C'est hier à midi, dans les locaux de la Société des Bourses françaises, qu'a eu lieu l'introduction au second marché de Paris de Téléverbier, société valaisanne de remontées mécaniques. Son directeur général Louis Moix, cheville ouvrière de cette aventure parisienne, était monté dans la capitale française pour l'occasion. Calme et positif, affirme-t-il. Car même s'il devait éprouver un brin de nervosité au moment de jeter le destin de son entreprise dans les bras du marché, il avait quelque raison d'être optimiste. 400 000 actions ont été offertes au public jusqu'à mercredi, dont 80% en placement garanti. Chaque titre, dont le prix a été établi au plus haut de la fourchette à 14,60 euros (23,40 francs suisses), a été souscrit entre huit et dix fois.

C'est dire l'intérêt des investisseurs, privés essentiellement – les institutionnels ne représentent, selon les premières informations de Louis Moix, qu'une infime partie des actionnaires. Mais pour connaître les premiers pas du titre à la Bourse de Paris, il aura fallu attendre le lendemain de l'introduction, comme de coutume en France lorsque les offres se font à prix ferme, explique Amalia Naveira, chargée des relations avec les investisseurs auprès de la société financière lyonnaise Actus.

Notoriété internationale

Pour Louis Moix, la sursouscription est déjà «une très belle opération». Elle justifie la pertinence d'avoir choisi de «s'ouvrir à l'Europe», en commençant par Paris. Acquérir une notoriété au-delà des frontières suisses est un des objectifs de Téléverbier. Pour cela, mieux valait se diriger vers la France que vers l'Allemagne par exemple, «pour des raisons culturelles», souligne le directeur de la société bagnarde. Sans compter qu'au second marché parisien sont également cotées deux entreprises de remontées mécaniques, la Compagnie des Alpes et sa filiale Méribel Alpina. La comparaison de leurs performances sera dès lors possible.

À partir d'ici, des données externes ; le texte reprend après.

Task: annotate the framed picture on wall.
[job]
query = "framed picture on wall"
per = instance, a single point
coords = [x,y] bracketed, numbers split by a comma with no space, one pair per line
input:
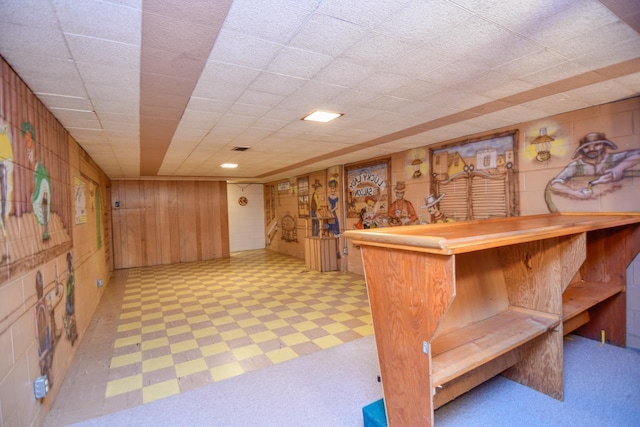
[368,189]
[303,197]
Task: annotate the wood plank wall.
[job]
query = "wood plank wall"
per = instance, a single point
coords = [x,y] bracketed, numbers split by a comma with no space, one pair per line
[167,222]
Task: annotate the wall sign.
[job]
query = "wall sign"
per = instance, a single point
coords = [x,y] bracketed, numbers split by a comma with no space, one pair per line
[367,188]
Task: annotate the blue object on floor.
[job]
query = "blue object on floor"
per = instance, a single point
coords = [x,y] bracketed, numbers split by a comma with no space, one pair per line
[374,414]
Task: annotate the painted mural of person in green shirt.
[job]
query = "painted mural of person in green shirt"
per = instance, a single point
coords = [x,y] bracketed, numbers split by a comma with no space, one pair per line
[41,198]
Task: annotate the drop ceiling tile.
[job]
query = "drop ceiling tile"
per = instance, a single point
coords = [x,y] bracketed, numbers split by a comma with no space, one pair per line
[167,63]
[274,20]
[631,81]
[298,63]
[260,98]
[614,54]
[218,91]
[116,77]
[360,12]
[193,119]
[276,83]
[34,41]
[61,101]
[220,72]
[174,35]
[601,93]
[595,41]
[327,35]
[419,20]
[100,19]
[255,53]
[418,62]
[271,124]
[531,63]
[199,12]
[106,117]
[383,82]
[105,52]
[116,108]
[555,73]
[99,93]
[248,110]
[56,86]
[232,119]
[377,50]
[557,104]
[344,72]
[208,105]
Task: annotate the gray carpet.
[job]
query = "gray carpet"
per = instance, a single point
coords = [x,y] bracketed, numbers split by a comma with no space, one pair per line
[329,388]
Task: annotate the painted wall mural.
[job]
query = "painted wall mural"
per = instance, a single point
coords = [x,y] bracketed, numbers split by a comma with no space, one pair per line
[367,189]
[475,179]
[596,169]
[35,204]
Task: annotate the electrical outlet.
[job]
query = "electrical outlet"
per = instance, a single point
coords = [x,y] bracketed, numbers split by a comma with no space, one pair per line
[41,387]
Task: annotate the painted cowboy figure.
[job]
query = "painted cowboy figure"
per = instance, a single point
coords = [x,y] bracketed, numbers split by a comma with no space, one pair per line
[593,165]
[315,205]
[41,198]
[432,205]
[401,211]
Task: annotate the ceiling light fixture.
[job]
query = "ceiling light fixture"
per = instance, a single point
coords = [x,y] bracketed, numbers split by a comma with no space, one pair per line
[321,116]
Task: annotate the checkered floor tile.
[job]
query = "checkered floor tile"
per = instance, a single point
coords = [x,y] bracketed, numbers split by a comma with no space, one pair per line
[186,325]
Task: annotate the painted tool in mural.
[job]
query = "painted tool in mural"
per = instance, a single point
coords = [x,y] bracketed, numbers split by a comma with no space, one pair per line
[432,205]
[315,205]
[333,224]
[478,177]
[41,198]
[595,171]
[6,175]
[45,322]
[69,318]
[401,210]
[289,228]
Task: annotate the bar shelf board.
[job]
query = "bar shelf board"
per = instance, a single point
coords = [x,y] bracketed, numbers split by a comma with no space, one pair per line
[463,350]
[581,296]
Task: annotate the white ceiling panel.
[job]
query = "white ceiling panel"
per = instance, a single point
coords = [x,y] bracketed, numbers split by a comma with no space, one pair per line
[407,72]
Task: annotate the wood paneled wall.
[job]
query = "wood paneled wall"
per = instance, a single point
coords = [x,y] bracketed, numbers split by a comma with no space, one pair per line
[167,222]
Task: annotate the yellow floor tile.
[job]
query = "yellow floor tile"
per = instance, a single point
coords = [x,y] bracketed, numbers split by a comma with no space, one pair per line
[281,355]
[157,363]
[160,390]
[294,339]
[154,343]
[246,352]
[183,346]
[327,342]
[123,342]
[125,359]
[233,334]
[229,370]
[124,385]
[191,367]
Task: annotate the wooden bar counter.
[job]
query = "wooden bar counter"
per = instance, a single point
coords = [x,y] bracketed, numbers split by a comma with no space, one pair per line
[456,304]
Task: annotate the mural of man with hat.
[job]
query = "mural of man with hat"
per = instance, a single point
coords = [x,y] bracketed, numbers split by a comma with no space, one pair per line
[315,205]
[593,165]
[401,211]
[432,205]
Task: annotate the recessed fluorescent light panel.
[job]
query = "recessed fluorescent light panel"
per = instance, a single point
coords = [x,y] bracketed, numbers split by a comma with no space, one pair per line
[321,116]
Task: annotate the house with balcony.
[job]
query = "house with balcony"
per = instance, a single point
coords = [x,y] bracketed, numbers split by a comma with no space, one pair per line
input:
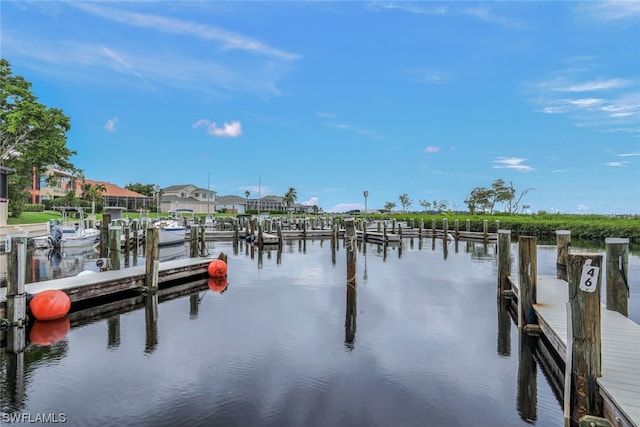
[187,197]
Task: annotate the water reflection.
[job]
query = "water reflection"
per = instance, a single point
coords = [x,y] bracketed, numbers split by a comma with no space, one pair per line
[284,341]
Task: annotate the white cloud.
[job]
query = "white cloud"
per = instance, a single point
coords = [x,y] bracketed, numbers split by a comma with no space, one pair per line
[594,85]
[617,164]
[228,39]
[227,130]
[613,10]
[110,126]
[311,202]
[511,163]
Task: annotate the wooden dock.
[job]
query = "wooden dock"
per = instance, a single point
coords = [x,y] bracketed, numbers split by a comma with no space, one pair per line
[620,380]
[598,344]
[87,286]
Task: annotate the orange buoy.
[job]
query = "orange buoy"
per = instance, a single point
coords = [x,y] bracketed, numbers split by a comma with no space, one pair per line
[49,305]
[47,332]
[218,284]
[217,268]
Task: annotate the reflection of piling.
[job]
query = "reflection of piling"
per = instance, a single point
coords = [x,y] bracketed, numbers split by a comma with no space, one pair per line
[584,298]
[617,271]
[504,261]
[104,235]
[113,331]
[115,245]
[152,265]
[527,380]
[527,271]
[504,327]
[351,249]
[16,295]
[563,242]
[151,322]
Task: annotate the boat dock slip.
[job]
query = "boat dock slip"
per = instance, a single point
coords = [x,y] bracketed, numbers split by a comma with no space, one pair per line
[620,380]
[87,286]
[597,343]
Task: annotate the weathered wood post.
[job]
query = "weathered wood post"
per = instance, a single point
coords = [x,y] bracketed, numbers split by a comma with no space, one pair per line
[563,242]
[445,230]
[127,245]
[617,273]
[351,249]
[527,398]
[152,265]
[384,232]
[504,327]
[115,245]
[202,238]
[260,237]
[528,276]
[584,297]
[504,261]
[485,230]
[193,241]
[304,229]
[151,322]
[104,235]
[16,294]
[113,331]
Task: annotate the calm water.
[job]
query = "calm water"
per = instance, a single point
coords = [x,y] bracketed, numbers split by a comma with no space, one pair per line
[284,346]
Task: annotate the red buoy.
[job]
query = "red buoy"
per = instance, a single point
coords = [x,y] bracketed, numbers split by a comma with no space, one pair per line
[47,332]
[49,305]
[217,268]
[218,284]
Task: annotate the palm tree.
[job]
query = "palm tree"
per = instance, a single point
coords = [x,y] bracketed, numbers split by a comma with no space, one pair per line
[290,197]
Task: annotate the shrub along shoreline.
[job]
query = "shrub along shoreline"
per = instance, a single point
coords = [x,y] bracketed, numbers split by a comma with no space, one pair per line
[544,226]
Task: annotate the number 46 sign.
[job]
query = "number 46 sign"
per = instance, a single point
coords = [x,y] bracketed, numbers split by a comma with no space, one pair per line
[589,277]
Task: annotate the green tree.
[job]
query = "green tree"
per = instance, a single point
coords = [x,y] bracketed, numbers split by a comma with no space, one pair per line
[32,136]
[144,189]
[426,205]
[290,197]
[478,200]
[405,201]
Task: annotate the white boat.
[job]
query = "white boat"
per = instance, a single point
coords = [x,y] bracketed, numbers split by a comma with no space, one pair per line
[68,233]
[170,232]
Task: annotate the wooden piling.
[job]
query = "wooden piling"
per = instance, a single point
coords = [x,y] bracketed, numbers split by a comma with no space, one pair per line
[456,229]
[152,264]
[104,235]
[504,261]
[617,273]
[584,297]
[193,241]
[115,247]
[485,230]
[350,243]
[445,231]
[528,276]
[563,242]
[16,278]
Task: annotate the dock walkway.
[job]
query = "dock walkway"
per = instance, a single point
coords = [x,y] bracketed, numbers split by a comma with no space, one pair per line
[620,380]
[87,286]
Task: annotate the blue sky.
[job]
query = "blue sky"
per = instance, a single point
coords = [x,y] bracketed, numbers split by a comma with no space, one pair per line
[431,99]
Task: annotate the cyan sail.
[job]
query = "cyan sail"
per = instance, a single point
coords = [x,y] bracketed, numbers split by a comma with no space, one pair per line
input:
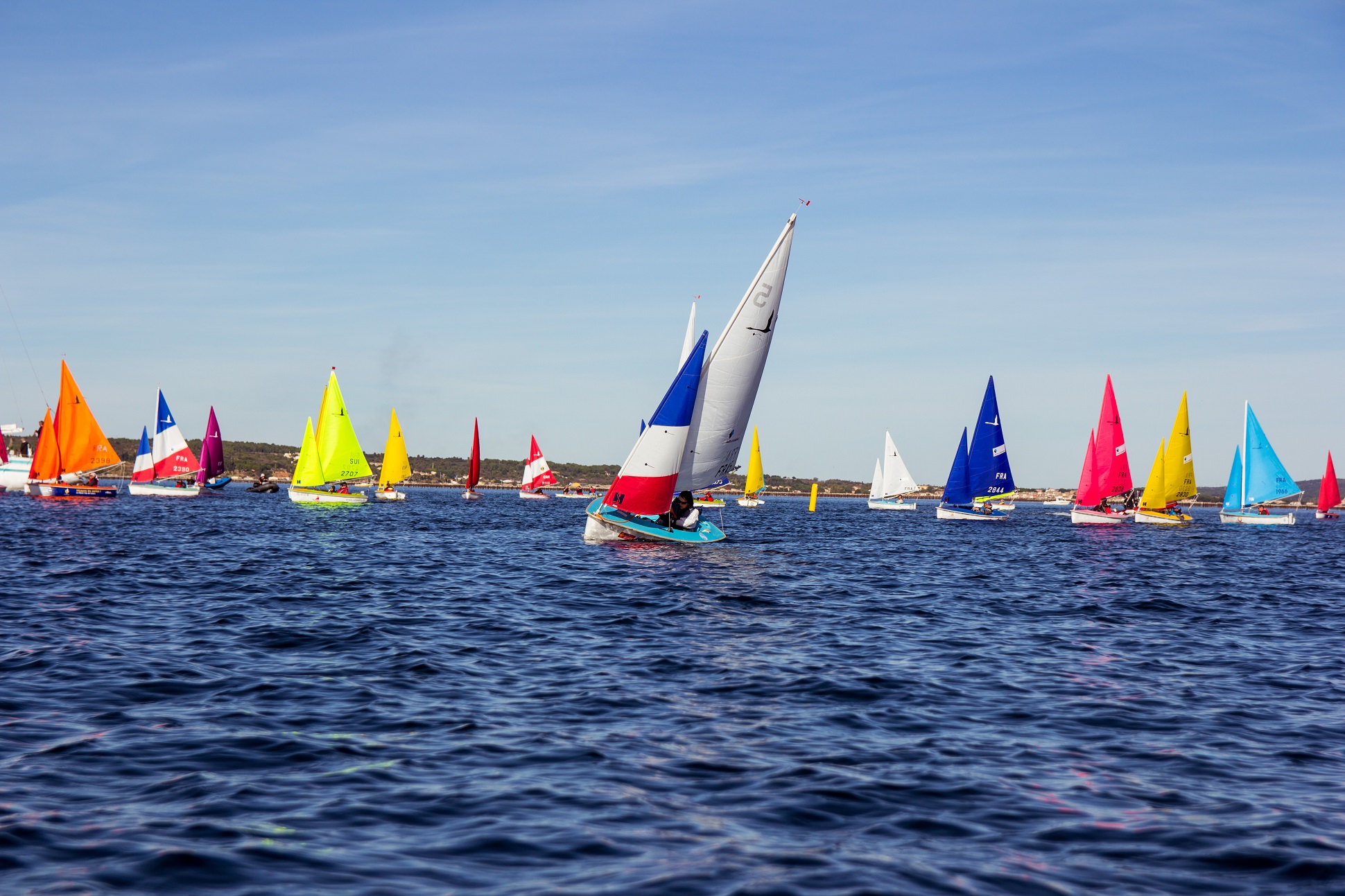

Mais la raison première du recours à la Bourse est autre: Téléverbier veut accélérer ses investissements au tournant du troisième millénaire. Depuis 1950, la société, qui disposait jusqu'à hier d'un capital social de 15 millions de francs divisés en un million d'actions, a injecté 250 millions pour construire et entretenir des remontées, au prix de prélèvements sur le cash-flow et d'un endettement. Téléverbier compte lever entre 8 et 9 millions de francs suisses au second marché pour moderniser ses installations. Cette somme servira à financer un tiers des travaux prévus d'ici à 2004.

Satisfaire la clientèle

Car pour satisfaire les clients, il faut davantage améliorer la performance des remontées afin d'éviter les éternelles queues d'attente au pied des pistes que conquérir de nouveaux champs de neige. Un des grands projets est la rénovation de la ligne Le Châble-Attelas, ce qui permettra d'augmenter le nombre de voyageurs transportés de 680 à 1600 par heure.

L'argent dégagé en Bourse pourra également être utile à d'éventuelles extensions futures. Louis Moix est clair: «Je ne pense pas forcément à une fusion. Mais pour que les stations puissent s'en sortir, elles doivent se regrouper d'une manière ou d'une autre.» Le revers de la médaille, c'est que l'introduction en Bourse fragilise Téléverbier. Désormais seuls 30% des actionnaires constituent le noyau dur de la société. Peu d'institutionnels se seraient intéressés au titre.

Mais il n'est pas dit qu'il en sera toujours ainsi à l'avenir, même si le principal concurrent coté de Téléverbier, la Compagnie des Alpes, ne semble pas désireux dans l'immédiat de prendre le contrôle de la société suisse.